El inspector Minerva reaccionó a sus palabras con una sonrisa burlona.

—Dudo que estén todos aquí. Aún pueden llegar más.

—¿Ah, sí? ¿De dónde, si puede saberse?

—En este barrio sobran sitios donde se pueden reunir grupos de cierto tamaño —contestó Hayward—. De hecho he visto a bastante gente por la zona, sobre todo para una tarde laborable de otoño.

—Justamente por eso hemos puesto a nuestros hombres en posiciones de avanzada. Así tenemos la flexibilidad necesaria para actuar deprisa.

Chislett intentó disimular su irritación.

—He visto su esquema, señor, y las posiciones de avanzada sólo consisten en una docena de agentes cada una. Si se rompe el cordón, los manifestantes podrán ir directamente hasta la Ville; y si dentro tienen como rehén a Nora Kelly, como parece posible, a sus secuestradores podría entrarles pánico. La vida de ella estaría en peligro.

Eran las mismas chorradas con que le había venido D’Agosta. Hasta era posible que Hayward estuviera de su parte.
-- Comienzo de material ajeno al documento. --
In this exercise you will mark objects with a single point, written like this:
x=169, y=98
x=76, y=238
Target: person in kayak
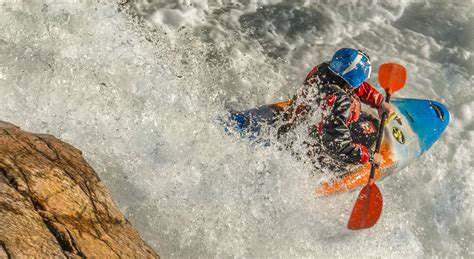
x=335, y=90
—Tomo nota de su preocupación —contestó. Ya no se molestaba en esconder su tono de sarcasmo—. No obstante, le hago constar que hoy mismo un juez ha dictaminado que no existen pruebas de la presencia de Nora Kelly allí, y se ha negado a emitir una orden de registro. Y ahora, capitana, ¿sería tan amable de decirme qué hace aquí? Inwood Hill Park no forma parte de su jurisdicción, que a mí me conste.
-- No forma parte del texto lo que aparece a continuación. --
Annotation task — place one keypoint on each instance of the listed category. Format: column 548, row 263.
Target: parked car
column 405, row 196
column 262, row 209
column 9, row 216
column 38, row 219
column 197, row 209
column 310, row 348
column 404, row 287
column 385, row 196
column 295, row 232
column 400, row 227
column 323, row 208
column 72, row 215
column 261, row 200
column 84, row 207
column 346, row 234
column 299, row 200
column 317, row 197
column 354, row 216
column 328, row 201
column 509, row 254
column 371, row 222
Hayward no contestó. Chislett vio que ya no le miraba a él, sino algo por encima de su hombro.

Se dio la vuelta. Por el este se acercaba otro grupo de manifestantes. No llevaban pancartas, pero parecían ir en serio; caminaban deprisa y en silencio hacia el campo de béisbol, cada vez más juntos. Era un grupo más heterogéneo y de aspecto más duro que el que ya estaba en el campo.

—Déjame los prismáticos —le ordenó a Minerva.

Al observar al grupo con los gemelos, vio que lo encabezaba el joven rechoncho que la otra vez había ayudado a dirigir la manifestación. Su expresión decidida, y las facciones tensas de sus acompañantes, le pusieron un poco nervioso.

Pero fue un nerviosismo pasajero. ¿Qué más daban cien o doscientos más? Él disponía de efectivos para manejar a cuatrocientos manifestantes, contando por lo bajo, y además su plan de contención era una obra maestra de economía y versatilidad.

Le devolvió a Minerva los prismáticos.

—Que corra la voz —dijo con su tono más marcial, sin hacer caso de Hayward—. Ahora iniciaremos el despliegue final. Diles a las posiciones de avanzada que estén listos.

—Sí, señor —contestó Minerva, y desenfundó la radio.